Yes, it's David vs. Goliath. And yes, David has six older brothers, which makes him the proverbial seventh son. And yes, the last name of Shepherd is symbolic, too, just as the warrior Goliath in the biblical account came from Gath. And so on.
David was a busy guy, and not just with a slingshot -- or, in this telling, a hand-held missile launcher). He later was crowned king (thousands-year-old spoiler alert!) and had an illicit, child-bearing affair with Bathsheba. David, as a religious leader, figures in stories revered in Judaism, Christianity and Islam.
And now here he is on NBC, as played by Chris Egan.
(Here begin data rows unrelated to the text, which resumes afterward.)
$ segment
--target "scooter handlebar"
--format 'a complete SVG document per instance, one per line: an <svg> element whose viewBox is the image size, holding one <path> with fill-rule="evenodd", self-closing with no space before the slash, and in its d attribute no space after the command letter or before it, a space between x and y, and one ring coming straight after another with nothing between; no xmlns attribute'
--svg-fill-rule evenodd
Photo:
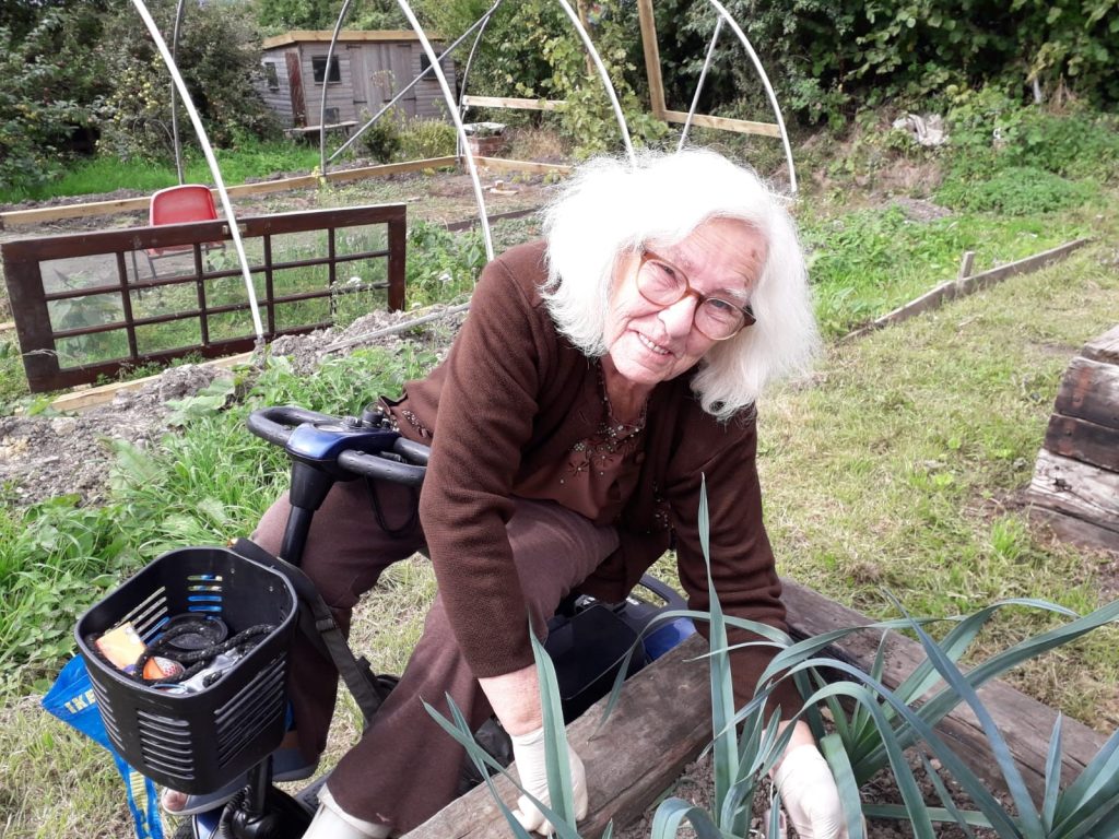
<svg viewBox="0 0 1119 839"><path fill-rule="evenodd" d="M295 426L303 423L336 422L337 417L308 411L294 405L276 405L270 408L257 408L248 415L248 431L272 445L283 449L288 444Z"/></svg>
<svg viewBox="0 0 1119 839"><path fill-rule="evenodd" d="M393 451L401 454L401 456L407 456L403 452L399 452L398 447L398 445L394 445ZM367 454L355 449L339 452L338 465L354 474L373 478L378 481L392 481L405 487L422 487L424 472L426 471L422 465L399 463L398 461L387 460L379 454Z"/></svg>
<svg viewBox="0 0 1119 839"><path fill-rule="evenodd" d="M253 434L286 450L289 455L298 460L303 460L300 455L308 455L308 452L302 446L299 446L298 451L292 450L289 441L295 428L305 423L337 426L339 418L294 405L279 405L258 408L248 415L247 421L248 430ZM396 439L392 440L392 445L384 451L367 452L358 447L339 449L329 445L321 453L317 452L310 455L310 462L326 463L326 460L329 459L350 474L392 481L405 487L422 486L431 449L397 436L395 432L386 431L386 433L389 435L389 440L393 436ZM305 442L301 441L301 443ZM345 445L344 439L339 442Z"/></svg>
By slaying Goliath, and simultaneously saving the life of the king's son Jack (Sebastian Stan), David is ushered instantly into the opulent, treacherous royal court of McShane's King Silas.
David isn't seduced by the big city, but he IS seduced, or at least enchanted, by the king's daughter Michelle, played by the very enchanting Allison Miller. (The Old Testament calls the king's daughter Michel, and the king Saul, but the broad strokes are familiar.)
Other prominent players in this TV court include Susanna Thompson as Queen Rose and Eamonn Walker as an influential reverend, Ephram Samuels. (Quality TV lovers will recognize them both: her from Once and Again, him from Oz.) Almost no one is to be trusted, and even David, in the first four hours, shows he is capable of being tempted by less than noble virtues.
"We give up what we want when we want power," King Silas tells his closeted son at one point. "Hope lies in bravery," another character intones in another scene. "We need hope."
In Kings, the lessons learned and the topics tackled -- uneasy peace negotiations with hostile enemies, a nation's rebirth through dynamic leadership, and cynical opportunists threatening to stifle progress at every point -- may be biblical in origin and inspiration. But they're no less timely than the Middle Eastern conflicts recounted in both biblical and newspaper accounts.
Michael Green, who wrote for NBC's Heroes, is the creator of this unusual new series, and populates it with characters who are often duplicitous, seldom saintly, and almost never predictable.
The entire enterprise, in tone and scope, feels like an attempt to make a weekly TV series by modernizing, in diluted but recognizable form, both the Bible and Shakespeare. And there's symbolism almost everywhere, especially in the butterflies and pigeons.
As aspirations go, you could aim a lot lower. NBC almost always does, so give it credit for Kings, and give Kings a chance.